Quickening Care Delivery Through Linking of Systems Across the Continuum of Care

Dr. Posner and her team point to numerous cases in which the adoption of C-SSRS has impacted suicide prevention methods throughout the United States and within particularly vulnerable populations. Following are just a few examples highlighting the influence of the Columbia Protocol:

  • In Tennessee, the statewide adoption of the C-SSRS as the crisis assessment tool, as noted by Melissa Sparks, Director of Crisis Services and Suicide Prevention, Tennessee Department of Mental Health and Substance Abuse Services, “has catapulted a transformation of practices in Tennessee by ensuring professionals and family members who come in contact with an individual who may have thoughts of taking their own life receive the help they need before it is too late.”
  • Every policeman has a sticky pad with the Columbia screener and a QR code that connects to Connecticut resources. The Connecticut Alliance to Benefit Law Enforcement worked closely with mobile crisis providers to institute the Columbia Protocol. When communicating with hospitals or mobile crisis upon arrival, the Alliance provides the C-SSRS findings.
    Here is one lifesaving example: A school counselor used C-SSRS to identify that a 4th grade boy was suicidal.

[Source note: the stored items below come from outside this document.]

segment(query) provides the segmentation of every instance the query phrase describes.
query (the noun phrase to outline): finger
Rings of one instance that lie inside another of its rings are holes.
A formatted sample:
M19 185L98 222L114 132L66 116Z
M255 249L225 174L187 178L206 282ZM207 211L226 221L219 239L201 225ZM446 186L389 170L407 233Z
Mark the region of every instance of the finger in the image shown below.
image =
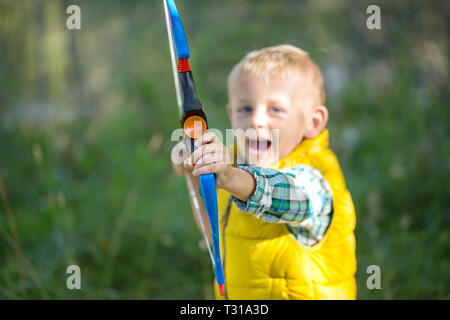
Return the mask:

He was sent to mobile crisis services who confirmed his C-SSRS results, then sent him to a hospital that provided counseling and safety planning. This timely intervention and continuity of care was facilitated by each touch point using the common language of C-SSRS.
  • What does the new school safety law mean for South Florida students? The district said it is also in compliance with the new law by utilizing the Columbia-Suicide Severity Rating Scale. This tool is the same suicide screening tool used by the local mobile response teams and approved by the Florida Department of Education.
  • Firefighters in Texas utilize the C-SSRS in three ways:
    1. To screen civilians in the community who are potentially suicidal to determine what treatment is appropriate.
    2. To identify members in the Department who are in need of assistance.
    3. To recognize family members of firefighters who may be at risk of suicide.

The C-SSRS has become a vital part of health and wellness programs for employees and their families, with a focus on caring for caregivers and front lines workers. In a company of 100,000 employees, every six days, one employee or family member will die by suicide; every day, there are three attempts. Depression is the number one cause of work related absence and costs U.S. workplaces $23 billion annually in lost productivity; 45 to 98 percent of the costs of depression treatment could be offset by gains in work productivity.

"We need to treat suicide screening as routine as we do blood pressure. In terms of reducing stigma, we know that asking these questions relieves distress for an at-risk individual." – Dr. Kelly Posner

“We know that 50 percent of people who die by suicide have seen a primary care clinician in the month before they die,” adds Dr. Posner. “We need to treat suicide screening as routinely as we do blood pressure. In terms of reducing stigma, we know that asking these questions relieves distress for an at-risk individual. Large-scale suicide prevention hinges on the linking of systems and working across all public health sectors.”